Robert Half also recently issued survey findings that show employers' greatest staffing concern is employee retention.

“Professionals seek strong leadership, particularly during times of uncertainty, and they also want managers they can learn from and who take an interest in their careers,” said Max Messmer, chairman and CEO of Robert Half International and author of Human Resources Kit For Dummies(R), 2nd Edition (John Wiley & Sons, Inc.). “In today’s business environment, where many companies have reduced staff levels, managers need to be extra attentive to the needs of their teams, or they risk losing their most valuable employees.”

Messmer added, “Employees want to see their efforts rewarded and acknowledged. If offering a promotion isn't an option right now, managers should consider providing employees with professional development opportunities and the flexibility to pursue projects that will help them expand their skill sets.”
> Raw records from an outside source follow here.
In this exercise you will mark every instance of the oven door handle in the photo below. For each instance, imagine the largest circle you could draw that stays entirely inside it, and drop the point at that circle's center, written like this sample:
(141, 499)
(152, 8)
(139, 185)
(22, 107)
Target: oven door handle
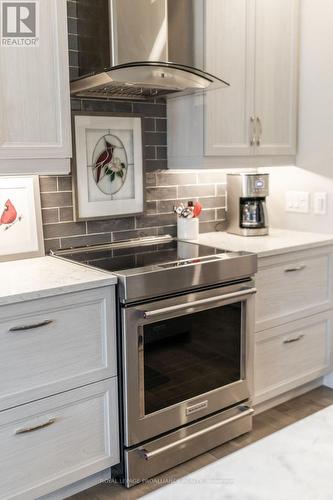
(196, 303)
(148, 455)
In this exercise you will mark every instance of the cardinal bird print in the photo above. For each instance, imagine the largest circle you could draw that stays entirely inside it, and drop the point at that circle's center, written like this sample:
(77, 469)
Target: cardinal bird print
(109, 164)
(9, 216)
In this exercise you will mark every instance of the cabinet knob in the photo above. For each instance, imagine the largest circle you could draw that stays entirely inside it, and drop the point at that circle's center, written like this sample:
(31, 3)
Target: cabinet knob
(259, 131)
(253, 131)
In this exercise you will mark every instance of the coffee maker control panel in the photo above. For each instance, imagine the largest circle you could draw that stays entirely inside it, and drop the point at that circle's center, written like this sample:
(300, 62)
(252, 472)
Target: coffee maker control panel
(255, 186)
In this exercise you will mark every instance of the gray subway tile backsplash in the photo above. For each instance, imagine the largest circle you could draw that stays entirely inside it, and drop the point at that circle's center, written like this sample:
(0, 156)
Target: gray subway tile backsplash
(164, 188)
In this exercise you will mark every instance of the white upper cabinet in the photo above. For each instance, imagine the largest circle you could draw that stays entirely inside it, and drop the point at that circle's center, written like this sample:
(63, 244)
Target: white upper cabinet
(253, 45)
(35, 123)
(229, 54)
(276, 76)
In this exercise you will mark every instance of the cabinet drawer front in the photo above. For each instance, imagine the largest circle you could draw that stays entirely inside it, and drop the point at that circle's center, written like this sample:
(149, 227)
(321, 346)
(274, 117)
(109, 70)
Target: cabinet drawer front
(59, 440)
(289, 290)
(291, 355)
(55, 344)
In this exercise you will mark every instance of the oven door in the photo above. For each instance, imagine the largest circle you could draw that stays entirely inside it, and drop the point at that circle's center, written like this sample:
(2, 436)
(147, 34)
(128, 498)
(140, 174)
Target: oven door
(185, 358)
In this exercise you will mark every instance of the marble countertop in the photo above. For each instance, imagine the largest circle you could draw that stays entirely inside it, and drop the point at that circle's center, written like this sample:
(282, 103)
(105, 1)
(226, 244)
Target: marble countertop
(30, 279)
(279, 241)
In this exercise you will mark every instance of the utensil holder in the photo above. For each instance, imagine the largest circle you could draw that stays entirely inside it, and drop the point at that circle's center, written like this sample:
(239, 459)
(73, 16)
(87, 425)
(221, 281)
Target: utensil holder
(187, 229)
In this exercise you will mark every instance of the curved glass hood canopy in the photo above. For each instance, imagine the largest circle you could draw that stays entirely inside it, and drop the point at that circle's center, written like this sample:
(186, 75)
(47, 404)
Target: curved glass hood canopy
(124, 47)
(145, 80)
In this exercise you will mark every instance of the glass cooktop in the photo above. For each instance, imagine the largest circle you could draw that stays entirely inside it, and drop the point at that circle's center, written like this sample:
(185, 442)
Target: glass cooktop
(164, 252)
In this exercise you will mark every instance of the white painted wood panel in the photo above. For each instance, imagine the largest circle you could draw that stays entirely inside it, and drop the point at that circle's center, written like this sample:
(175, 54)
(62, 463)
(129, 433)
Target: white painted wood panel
(77, 348)
(229, 49)
(82, 440)
(34, 97)
(293, 287)
(276, 75)
(291, 355)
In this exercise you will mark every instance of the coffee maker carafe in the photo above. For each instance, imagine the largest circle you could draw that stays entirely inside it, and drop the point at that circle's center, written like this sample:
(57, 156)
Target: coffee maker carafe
(246, 204)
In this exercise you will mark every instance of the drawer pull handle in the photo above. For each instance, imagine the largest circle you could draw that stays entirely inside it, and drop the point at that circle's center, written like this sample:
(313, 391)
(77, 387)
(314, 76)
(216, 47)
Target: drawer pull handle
(30, 327)
(294, 269)
(25, 430)
(296, 339)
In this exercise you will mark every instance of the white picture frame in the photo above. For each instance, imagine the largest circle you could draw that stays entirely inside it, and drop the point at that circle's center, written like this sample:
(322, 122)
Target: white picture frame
(21, 230)
(100, 192)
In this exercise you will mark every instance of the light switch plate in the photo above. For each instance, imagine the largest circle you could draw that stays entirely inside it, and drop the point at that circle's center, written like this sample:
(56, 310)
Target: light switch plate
(320, 203)
(298, 202)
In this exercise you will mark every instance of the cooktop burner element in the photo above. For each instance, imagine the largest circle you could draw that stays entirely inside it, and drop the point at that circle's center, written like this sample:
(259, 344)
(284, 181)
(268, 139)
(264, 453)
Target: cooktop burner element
(158, 266)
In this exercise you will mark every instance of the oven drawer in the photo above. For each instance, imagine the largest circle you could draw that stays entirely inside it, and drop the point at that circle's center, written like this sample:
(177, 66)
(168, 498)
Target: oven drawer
(291, 355)
(183, 444)
(51, 443)
(292, 287)
(55, 344)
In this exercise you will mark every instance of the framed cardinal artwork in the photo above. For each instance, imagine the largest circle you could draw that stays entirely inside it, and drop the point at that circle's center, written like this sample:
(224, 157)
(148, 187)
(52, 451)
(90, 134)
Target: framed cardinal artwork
(21, 234)
(107, 169)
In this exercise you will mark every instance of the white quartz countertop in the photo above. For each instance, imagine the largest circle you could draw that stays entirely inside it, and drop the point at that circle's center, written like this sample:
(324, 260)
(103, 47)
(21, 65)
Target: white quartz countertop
(30, 279)
(279, 241)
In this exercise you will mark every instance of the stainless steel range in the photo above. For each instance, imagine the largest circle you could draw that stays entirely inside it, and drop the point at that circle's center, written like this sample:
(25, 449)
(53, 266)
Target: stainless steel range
(186, 315)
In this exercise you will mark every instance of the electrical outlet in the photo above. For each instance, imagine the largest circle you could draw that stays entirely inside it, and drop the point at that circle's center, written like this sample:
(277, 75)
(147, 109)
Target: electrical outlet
(298, 201)
(320, 203)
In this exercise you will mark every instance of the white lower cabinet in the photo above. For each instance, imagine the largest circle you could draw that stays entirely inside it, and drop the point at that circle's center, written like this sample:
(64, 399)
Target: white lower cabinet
(294, 323)
(55, 344)
(51, 443)
(58, 393)
(291, 355)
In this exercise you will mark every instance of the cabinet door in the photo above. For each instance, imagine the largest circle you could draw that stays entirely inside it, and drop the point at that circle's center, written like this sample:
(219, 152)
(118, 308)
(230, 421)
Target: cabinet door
(229, 50)
(276, 76)
(34, 98)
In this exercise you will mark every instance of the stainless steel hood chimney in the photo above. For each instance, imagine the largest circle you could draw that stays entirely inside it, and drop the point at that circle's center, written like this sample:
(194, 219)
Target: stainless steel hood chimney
(125, 49)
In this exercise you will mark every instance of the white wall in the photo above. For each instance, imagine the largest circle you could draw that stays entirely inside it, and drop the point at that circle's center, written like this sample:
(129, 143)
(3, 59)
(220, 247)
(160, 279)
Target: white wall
(315, 157)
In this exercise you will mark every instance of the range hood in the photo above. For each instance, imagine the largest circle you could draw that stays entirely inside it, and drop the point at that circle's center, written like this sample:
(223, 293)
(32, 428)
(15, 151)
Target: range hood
(125, 48)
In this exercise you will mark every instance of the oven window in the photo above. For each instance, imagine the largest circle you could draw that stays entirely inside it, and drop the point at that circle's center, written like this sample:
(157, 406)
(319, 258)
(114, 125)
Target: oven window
(190, 355)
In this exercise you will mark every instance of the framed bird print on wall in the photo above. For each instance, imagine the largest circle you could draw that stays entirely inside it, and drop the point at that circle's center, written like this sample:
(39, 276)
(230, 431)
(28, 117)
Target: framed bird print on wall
(108, 178)
(21, 234)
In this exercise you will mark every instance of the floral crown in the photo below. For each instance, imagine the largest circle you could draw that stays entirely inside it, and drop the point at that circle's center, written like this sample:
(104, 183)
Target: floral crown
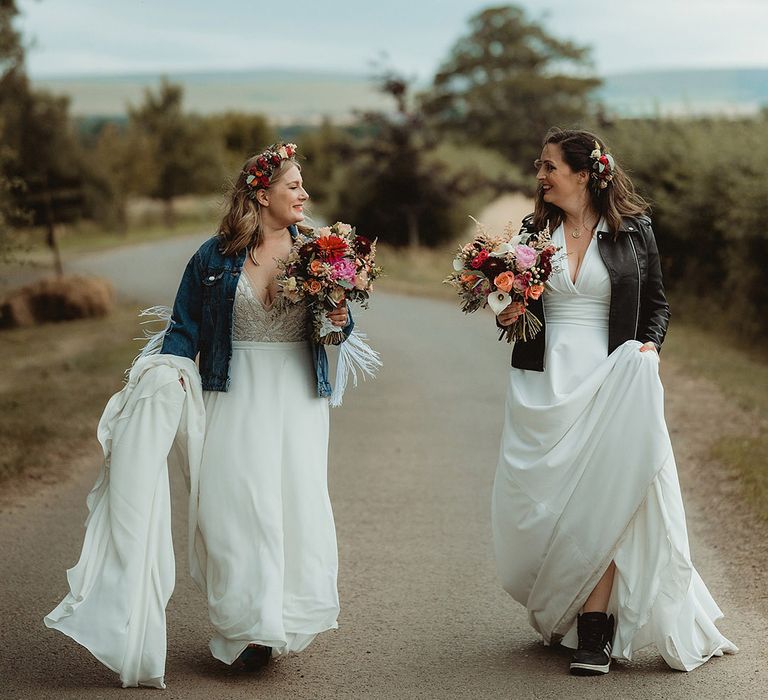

Most employees who are looking for a new job will send out warning signals. Robert Half identifies the following five red flags for supervisors to be aware of:

  1. A noticeable change in attitude. A formerly enthusiastic staff member may seem withdrawn and indifferent. In addition to examining the individual's performance, look for changes in behavior in team settings.
  2. Longer lunch breaks and frequent absences. This may be a sign that someone is using the time for job interviews. It also could indicate the person is bored with the work.
  3. Missed deadlines and increased errors. Everyone misses a deadline from time to time, but apathetic workers make it a habit -- one that can throw off the efficiency of an entire department or company. Numerous errors from a previously conscientious employee are a sign of disengagement and may signal lost interest and an impending departure.
  4. More professional attire. An employee who shows up for work wearing suits even though your company has a business casual dress policy may be going on job interviews with other firms.
A drop in productivity. A decline in performance or work quality and increased forgetfulness about deadlines, meetings and appointments could indicate a worker who gradually is disconnecting from the job.